Millet extended the idea from landscape to figures – peasant figures, scenes of peasant life, and work in the fields. In The Gleaners (1857), for example, Millet portrays three peasant women gleaning a wheat field after its harvest. By placing the paid harvesters and an overseer placed in the back of the painting, Millet shifted the focus and the subject matter from the prosperous to those at the bottom of the social ladder.

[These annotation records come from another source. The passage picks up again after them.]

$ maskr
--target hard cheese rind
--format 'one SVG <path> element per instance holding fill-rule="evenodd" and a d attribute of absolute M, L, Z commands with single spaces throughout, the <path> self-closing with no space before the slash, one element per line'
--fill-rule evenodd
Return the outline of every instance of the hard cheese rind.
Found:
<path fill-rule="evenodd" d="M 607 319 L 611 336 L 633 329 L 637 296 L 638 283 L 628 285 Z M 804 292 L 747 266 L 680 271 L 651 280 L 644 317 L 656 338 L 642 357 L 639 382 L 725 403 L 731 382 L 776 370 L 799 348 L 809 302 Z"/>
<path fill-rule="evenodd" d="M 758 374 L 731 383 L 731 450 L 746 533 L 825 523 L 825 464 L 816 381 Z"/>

During the late 1860s, the Barbizon painters attracted the attention of a younger generation of French artists studying in Paris. Several of those artists visited Fontainebleau Forest to paint the landscape, including future Impressionists Claude Monet, Pierre-Auguste Renoir, Alfred Sisley and Frédéric Bazille. In the 1870s those artists, among others, developed the art movement called Impressionism and practiced plein air painting. In contrast, the main members of the school made drawings and sketches on the spot, but painted back in their studios.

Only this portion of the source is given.